Comme indiqué précédemment, l’existence d’un risque d’atteinte est une condition essentielle pour l’application de l’article 8, paragraphe 5, du RMUE.Le risque de préjudice peut être de trois types différents.Pour qu’une opposition soit fondée à cet égard, il suffit qu’il n’existe qu’un seul de ces types.En l’espèce, comme indiqué ci- dessus, la division d’opposition a déjà conclu que la marque contestée tirerait indûment profit du caractère distinctif ou de la renommée de la marque antérieure. Il s’ ensuit qu’il n’est pas nécessaire d’examiner si d’autres types s’appliquent également.
E) Conclusion
Compte tenu de tout ce qui précède, l’opposition est fondée au sens de l’article 8, paragraphe 5, du RMUE.Il s’ensuit que la marque contestée doit être rejetée pour tous les produits contestés.

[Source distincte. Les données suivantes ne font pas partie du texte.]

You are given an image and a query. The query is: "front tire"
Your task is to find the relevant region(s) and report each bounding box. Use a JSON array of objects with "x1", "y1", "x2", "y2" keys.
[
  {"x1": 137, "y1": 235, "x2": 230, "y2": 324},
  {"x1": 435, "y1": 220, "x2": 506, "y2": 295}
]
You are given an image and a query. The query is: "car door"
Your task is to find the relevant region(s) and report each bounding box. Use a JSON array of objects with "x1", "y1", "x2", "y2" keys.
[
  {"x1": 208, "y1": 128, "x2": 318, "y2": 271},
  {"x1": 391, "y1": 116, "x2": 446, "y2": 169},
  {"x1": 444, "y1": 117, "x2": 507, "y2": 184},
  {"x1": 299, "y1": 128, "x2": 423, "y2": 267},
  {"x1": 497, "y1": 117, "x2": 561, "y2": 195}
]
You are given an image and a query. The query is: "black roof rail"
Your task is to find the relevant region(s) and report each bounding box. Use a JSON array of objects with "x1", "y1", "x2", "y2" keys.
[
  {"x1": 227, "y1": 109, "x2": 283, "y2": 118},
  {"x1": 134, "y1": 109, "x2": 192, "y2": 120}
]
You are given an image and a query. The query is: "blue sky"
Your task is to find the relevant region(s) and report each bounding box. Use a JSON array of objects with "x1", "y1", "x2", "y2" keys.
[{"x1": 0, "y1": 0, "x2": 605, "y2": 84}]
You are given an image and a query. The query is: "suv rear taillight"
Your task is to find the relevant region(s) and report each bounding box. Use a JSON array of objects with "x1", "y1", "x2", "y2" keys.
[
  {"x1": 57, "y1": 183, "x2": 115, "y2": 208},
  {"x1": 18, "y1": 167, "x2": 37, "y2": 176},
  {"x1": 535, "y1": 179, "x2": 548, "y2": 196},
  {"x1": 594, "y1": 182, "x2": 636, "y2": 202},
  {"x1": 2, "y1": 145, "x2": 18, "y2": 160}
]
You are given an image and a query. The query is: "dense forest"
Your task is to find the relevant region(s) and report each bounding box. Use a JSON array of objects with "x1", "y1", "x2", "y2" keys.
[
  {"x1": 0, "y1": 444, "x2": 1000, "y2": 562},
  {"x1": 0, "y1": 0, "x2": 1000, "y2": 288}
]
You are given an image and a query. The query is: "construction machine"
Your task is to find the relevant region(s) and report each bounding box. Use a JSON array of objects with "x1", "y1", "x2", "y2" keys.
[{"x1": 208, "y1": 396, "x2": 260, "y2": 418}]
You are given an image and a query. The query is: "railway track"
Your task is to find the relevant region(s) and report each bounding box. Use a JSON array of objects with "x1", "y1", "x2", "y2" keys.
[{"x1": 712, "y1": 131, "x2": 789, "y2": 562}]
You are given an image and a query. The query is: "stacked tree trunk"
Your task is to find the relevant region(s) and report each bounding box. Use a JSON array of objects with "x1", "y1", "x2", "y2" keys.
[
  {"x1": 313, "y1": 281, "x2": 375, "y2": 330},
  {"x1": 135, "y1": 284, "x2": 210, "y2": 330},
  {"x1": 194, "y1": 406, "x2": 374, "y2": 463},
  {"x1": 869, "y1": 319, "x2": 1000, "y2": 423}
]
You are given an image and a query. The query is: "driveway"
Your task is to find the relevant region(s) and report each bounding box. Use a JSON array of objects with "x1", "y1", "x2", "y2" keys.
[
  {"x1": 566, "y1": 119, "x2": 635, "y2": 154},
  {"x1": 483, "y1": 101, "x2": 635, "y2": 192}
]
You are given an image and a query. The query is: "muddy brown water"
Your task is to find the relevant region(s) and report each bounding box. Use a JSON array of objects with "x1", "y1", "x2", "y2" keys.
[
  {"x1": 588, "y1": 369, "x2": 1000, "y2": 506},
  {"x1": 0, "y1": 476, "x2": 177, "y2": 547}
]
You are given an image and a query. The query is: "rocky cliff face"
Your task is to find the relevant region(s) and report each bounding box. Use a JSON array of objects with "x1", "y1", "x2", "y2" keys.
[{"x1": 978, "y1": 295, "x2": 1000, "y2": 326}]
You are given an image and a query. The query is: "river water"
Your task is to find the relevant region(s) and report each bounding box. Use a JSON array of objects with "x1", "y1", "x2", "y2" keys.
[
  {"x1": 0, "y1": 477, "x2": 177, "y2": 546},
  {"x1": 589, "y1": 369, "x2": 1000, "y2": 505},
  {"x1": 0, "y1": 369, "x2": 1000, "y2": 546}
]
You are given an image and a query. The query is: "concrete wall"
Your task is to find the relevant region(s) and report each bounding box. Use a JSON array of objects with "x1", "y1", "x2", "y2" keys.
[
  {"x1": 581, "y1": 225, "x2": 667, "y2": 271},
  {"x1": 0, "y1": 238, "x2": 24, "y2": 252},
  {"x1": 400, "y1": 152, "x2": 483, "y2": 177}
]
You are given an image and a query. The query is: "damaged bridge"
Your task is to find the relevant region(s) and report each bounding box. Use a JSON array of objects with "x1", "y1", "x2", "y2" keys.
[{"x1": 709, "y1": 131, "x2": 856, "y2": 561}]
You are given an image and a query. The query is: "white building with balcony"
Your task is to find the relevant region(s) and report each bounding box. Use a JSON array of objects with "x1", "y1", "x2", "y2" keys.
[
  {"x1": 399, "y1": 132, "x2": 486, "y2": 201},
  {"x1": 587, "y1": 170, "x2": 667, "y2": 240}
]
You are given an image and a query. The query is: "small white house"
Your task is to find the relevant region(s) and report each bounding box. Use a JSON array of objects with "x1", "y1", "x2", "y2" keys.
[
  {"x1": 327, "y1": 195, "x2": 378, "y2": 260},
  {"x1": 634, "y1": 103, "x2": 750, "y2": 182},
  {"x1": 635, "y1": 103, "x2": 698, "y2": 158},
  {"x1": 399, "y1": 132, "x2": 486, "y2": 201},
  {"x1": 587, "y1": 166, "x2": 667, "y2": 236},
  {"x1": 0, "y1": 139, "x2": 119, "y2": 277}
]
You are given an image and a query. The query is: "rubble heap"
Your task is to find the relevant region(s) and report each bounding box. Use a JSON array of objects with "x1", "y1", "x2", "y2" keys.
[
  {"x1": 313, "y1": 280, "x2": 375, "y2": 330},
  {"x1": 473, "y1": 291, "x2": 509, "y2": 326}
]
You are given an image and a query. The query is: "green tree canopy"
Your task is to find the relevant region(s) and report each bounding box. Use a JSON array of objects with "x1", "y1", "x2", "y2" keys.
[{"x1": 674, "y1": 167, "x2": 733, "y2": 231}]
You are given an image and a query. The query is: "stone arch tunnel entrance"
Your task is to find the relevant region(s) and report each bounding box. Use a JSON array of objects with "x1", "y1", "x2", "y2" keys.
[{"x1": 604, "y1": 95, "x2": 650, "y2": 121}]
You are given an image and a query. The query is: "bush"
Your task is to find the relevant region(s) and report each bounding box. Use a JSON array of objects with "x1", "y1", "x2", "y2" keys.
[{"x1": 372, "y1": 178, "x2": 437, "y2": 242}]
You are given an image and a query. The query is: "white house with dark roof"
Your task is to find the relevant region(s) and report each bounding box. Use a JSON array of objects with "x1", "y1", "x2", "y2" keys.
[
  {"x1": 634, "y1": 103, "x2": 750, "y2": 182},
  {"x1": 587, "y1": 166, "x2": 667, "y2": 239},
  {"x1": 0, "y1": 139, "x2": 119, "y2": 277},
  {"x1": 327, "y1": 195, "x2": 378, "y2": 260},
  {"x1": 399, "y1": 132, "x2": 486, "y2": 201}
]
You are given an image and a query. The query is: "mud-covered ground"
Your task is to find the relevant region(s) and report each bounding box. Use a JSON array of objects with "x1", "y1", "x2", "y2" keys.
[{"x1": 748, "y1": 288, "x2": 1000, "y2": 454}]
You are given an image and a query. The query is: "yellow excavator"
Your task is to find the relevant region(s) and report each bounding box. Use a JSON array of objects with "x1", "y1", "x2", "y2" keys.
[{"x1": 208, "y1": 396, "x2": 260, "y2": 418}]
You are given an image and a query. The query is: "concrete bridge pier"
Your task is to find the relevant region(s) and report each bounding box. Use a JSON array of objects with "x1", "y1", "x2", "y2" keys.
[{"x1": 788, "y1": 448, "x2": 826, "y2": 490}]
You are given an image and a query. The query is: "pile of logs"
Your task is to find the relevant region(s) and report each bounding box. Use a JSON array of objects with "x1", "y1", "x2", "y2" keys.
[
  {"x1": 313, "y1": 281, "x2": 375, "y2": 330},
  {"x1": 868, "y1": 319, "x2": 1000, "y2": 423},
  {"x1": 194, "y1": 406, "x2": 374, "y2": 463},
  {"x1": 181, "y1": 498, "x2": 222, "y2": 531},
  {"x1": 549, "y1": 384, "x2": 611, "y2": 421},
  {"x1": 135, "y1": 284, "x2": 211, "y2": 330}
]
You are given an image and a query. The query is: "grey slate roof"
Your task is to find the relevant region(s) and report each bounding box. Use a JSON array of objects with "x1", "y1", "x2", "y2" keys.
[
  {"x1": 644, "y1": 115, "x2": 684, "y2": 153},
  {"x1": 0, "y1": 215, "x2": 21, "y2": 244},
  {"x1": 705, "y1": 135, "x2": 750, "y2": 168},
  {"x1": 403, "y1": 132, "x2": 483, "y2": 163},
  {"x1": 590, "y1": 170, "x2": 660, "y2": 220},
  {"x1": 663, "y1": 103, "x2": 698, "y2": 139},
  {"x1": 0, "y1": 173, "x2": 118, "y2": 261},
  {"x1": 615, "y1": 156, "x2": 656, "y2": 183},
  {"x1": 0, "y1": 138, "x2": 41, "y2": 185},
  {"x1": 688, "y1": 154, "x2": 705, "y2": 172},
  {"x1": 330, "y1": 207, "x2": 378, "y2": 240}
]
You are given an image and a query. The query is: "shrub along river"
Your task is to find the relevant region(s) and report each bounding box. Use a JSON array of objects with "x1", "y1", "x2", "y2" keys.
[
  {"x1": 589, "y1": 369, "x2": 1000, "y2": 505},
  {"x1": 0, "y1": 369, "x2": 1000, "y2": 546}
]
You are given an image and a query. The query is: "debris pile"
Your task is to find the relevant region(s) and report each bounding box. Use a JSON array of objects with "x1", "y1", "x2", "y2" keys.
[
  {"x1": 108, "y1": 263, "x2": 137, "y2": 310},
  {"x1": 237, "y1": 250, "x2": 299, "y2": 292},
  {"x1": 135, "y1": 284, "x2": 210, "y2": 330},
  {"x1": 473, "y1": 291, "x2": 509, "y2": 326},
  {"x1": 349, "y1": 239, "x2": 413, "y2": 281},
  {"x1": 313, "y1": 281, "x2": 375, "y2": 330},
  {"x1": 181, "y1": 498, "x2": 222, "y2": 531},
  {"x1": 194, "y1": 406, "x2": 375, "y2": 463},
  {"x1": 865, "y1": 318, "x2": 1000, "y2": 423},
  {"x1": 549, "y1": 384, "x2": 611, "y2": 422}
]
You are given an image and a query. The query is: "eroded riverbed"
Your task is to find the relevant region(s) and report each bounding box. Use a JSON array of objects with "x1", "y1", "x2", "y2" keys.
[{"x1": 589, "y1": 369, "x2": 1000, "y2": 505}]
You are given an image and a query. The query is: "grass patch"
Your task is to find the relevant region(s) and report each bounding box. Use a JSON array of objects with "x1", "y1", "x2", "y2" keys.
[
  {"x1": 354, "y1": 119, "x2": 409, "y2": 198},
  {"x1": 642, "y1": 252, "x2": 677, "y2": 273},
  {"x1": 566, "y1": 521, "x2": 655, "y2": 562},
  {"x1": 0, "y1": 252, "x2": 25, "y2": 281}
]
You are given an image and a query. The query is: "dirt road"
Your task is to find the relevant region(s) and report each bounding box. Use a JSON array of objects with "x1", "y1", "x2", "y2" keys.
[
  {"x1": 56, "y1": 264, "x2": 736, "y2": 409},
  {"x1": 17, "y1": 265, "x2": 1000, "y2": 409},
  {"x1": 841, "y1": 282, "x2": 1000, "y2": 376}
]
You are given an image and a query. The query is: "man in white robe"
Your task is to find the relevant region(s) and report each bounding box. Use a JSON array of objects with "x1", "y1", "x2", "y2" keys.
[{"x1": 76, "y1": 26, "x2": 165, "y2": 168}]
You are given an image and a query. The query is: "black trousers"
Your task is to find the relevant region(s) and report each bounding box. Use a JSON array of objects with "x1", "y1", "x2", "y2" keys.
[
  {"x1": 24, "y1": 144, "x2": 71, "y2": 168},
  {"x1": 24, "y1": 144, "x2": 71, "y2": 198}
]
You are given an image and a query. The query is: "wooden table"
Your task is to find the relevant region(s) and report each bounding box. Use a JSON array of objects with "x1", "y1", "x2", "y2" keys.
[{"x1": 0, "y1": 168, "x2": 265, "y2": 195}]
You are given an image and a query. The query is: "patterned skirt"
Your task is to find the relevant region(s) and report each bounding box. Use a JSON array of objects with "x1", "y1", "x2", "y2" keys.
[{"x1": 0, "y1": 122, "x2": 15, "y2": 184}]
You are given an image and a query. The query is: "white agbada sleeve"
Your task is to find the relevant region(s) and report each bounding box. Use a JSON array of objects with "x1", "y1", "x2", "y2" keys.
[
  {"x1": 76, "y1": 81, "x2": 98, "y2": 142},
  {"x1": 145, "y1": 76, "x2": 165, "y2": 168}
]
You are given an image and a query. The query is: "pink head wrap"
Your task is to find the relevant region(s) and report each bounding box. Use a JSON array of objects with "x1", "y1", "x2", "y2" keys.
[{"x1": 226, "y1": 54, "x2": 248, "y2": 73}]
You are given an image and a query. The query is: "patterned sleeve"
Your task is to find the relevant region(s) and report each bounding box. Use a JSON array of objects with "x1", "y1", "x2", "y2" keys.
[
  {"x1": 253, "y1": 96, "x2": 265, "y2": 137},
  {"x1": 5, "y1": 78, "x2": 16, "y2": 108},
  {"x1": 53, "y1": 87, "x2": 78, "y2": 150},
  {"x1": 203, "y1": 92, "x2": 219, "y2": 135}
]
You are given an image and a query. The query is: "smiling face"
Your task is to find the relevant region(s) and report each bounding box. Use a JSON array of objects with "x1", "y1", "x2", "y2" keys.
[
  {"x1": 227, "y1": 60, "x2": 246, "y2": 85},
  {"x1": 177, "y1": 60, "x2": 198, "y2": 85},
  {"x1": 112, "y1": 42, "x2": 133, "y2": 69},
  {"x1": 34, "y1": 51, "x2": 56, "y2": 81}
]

Étant donné que l’opposition est entièrement accueillie sur le fondement de l’article 8, paragraphe 5, du RMUE, il n’est pas nécessaire d’examiner les autres motifs, à savoir l’ article 8, paragraphe 1, point b), du RMUE, et les autres droits antérieurs sur lesquels l’opposition était fondée, y compris les éléments de preuve de l’usage produits pour certaines de ces marques antérieures.
COÛTS
Conformément à l’article 109, paragraphe 1, du RMUE, la partie perdante dans une procédure d’opposition supporte les frais et taxes exposés par l’autre partie.
La demanderesse étant la partie perdante, elle doit supporter la taxe d’opposition ainsi que les frais exposés par l’opposante aux fins de la présente procédure.
Conformément à l’article 109, paragraphe 1, et (7) du RMUE, et à l’article 18, paragraphe 1, point c), i), du REMUE [anciennement Règle 94 (3) et (6) et règle 94 (7) (d) (i) REMUE, sont entrées en vigueur avant le 01/10/2017], les frais à rembourser à l’opposante sont la taxe d’opposition et les frais de représentation, à fixer sur la base de la vitesse maximale en vigueur.
La division d’opposition
ALDO BLASI Marianna KONDAS Sandra IBAÑEZ
Décision sur l’opposition no B 2 702 986 page:16De16
Conformément à l’article 67 du RMUE, toute partie peut recourir contre la présente décision pour autant que cette dernière n’ait pas fait droit à ses prétentions.Conformément à l’article 68 du RMUE, le recours doit être formé par écrit auprès de l’Office dans un délai de deux mois à compter du jour de la notification de la présente décision.L’acte de recours est déposé dans la langue de procédure de la décision attaquée.En outre, un mémoire exposant les motifs du recours doit être déposé par écrit dans un délai de quatre mois à compter de cette date.Le recours n’est considéré comme formé qu’après paiement de la taxe de recours d’un montant de 720 EUR.